This study of the regulation of sexuality in the Qing dynasty explores
the social context for sexual behavior criminalized by the state,
arguing that the eighteenth century in China was a time of profound
change in sexual matters. During this time, the basic organizing
principle for state regulation of sexuality shifted away from status,
under which members of different groups had long been held to distinct
standards of familial and sexual morality. In its place, a new regime of
gender mandated a uniform standard of sexual morality and criminal
liability across status boundaries--all people were expected to conform
to gender roles defined in terms of marriage.
This shift in the regulation of sexuality, manifested in official
treatment of charges of adultery, rape, sodomy, widow chastity, and
prostitution, represented the imperial state's efforts to cope with
disturbing social and demographic changes. Anachronistic status
categories were discarded to accommodate a more fluid social structure,
and the state initiated new efforts to enforce rigid gender roles and
thus to shore up the peasant family against a swelling underclass of
single, rogue males outside the family system. These men were demonized
as sexual predators who threatened the chaste wives and daughters (and
the young sons) of respectable households, and a flood of new
legislation targeted them for suppression.

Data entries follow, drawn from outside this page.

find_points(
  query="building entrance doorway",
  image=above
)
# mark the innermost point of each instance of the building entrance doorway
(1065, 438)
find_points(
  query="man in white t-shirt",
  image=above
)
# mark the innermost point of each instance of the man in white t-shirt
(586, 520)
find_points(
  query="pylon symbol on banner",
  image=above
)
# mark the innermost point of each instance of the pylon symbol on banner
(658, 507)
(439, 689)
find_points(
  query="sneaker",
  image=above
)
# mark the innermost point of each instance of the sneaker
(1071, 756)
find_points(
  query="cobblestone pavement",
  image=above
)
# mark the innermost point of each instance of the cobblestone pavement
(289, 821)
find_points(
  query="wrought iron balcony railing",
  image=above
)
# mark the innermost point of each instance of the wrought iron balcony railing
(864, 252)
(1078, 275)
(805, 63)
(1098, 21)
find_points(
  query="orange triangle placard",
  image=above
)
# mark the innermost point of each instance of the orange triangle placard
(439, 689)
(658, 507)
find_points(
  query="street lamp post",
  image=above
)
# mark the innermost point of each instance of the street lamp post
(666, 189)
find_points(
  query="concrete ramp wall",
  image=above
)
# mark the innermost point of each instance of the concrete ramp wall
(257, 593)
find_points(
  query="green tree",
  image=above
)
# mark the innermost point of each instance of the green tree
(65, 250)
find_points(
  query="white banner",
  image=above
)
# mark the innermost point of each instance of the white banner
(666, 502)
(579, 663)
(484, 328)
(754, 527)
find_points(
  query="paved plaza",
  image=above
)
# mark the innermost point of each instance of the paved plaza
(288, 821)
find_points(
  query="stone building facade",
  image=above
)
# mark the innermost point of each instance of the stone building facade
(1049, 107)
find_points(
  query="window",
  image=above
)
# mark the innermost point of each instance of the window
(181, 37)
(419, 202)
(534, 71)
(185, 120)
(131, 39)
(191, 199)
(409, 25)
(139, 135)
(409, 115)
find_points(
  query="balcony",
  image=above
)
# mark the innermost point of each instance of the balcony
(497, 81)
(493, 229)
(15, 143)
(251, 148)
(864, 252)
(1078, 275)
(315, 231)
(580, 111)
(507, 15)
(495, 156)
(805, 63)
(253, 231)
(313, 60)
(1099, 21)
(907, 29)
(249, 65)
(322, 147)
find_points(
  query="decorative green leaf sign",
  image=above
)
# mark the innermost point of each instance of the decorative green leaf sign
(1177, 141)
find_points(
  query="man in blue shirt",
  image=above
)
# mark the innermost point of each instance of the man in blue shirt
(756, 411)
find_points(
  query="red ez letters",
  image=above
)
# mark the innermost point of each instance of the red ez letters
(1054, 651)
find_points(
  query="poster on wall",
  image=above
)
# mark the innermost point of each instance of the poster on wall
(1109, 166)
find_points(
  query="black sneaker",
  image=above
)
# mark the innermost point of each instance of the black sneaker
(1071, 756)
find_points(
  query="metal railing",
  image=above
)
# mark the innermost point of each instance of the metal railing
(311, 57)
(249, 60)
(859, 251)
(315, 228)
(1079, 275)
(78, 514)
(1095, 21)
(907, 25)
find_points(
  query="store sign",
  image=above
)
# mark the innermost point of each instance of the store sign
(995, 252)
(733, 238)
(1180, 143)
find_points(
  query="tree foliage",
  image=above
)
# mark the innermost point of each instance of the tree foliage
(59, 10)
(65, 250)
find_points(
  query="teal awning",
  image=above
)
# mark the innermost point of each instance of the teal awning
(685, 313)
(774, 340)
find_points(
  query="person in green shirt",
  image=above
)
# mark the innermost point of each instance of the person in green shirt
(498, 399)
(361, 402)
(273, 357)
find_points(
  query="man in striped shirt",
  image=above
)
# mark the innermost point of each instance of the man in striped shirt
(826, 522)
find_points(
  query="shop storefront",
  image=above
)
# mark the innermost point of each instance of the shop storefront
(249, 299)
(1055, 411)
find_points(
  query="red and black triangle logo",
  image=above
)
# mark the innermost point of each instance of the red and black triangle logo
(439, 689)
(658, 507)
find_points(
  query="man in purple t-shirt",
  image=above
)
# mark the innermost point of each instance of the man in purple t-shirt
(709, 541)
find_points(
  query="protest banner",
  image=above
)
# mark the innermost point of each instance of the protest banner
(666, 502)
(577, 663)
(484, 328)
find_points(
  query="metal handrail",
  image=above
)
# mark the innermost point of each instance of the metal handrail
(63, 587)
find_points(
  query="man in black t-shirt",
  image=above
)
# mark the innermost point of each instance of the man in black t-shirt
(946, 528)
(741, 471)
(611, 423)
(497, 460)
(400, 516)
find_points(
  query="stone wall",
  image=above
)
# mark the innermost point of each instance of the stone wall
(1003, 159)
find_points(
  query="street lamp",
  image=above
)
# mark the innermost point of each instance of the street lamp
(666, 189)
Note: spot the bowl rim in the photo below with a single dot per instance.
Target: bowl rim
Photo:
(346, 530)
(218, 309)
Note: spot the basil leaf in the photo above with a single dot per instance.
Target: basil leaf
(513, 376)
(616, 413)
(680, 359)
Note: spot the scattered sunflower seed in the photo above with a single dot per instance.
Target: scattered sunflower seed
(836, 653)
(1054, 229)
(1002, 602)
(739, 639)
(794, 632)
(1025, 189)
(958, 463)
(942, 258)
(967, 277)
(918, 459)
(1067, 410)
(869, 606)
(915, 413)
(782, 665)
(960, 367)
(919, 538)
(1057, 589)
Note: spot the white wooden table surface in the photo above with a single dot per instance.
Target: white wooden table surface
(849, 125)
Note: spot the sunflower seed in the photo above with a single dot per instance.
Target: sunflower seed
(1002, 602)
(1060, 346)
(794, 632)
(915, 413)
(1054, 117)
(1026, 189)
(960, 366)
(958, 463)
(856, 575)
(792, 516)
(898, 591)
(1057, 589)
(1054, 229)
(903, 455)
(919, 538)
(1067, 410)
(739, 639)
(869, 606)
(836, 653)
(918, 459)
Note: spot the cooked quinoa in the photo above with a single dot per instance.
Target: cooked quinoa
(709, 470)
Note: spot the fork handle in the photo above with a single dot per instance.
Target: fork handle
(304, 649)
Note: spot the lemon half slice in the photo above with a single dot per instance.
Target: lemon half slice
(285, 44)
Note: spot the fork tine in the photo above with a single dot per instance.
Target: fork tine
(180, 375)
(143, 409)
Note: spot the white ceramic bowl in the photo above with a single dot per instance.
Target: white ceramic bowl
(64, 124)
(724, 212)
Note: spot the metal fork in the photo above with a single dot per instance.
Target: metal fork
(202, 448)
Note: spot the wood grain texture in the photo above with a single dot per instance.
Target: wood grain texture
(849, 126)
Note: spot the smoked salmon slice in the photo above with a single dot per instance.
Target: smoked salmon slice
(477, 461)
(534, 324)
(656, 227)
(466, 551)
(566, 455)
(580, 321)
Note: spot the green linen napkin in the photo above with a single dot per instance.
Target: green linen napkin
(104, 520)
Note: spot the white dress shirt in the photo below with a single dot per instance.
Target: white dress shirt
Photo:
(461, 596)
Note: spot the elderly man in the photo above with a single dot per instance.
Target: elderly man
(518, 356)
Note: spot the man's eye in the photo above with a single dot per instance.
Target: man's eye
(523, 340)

In addition to presenting official and judicial actions regarding
sexuality, the book tells the story of people excluded from accepted
patterns of marriage and household who bonded with each other in
unorthodox ways (combining sexual union with resource pooling and
fictive kinship) to satisfy a range of human needs. This previously
invisible dimension of Qing social practice is brought into sharp focus
by the testimony, gleaned from local and central court archives, of such
marginalized people as peasants, laborers, and beggars.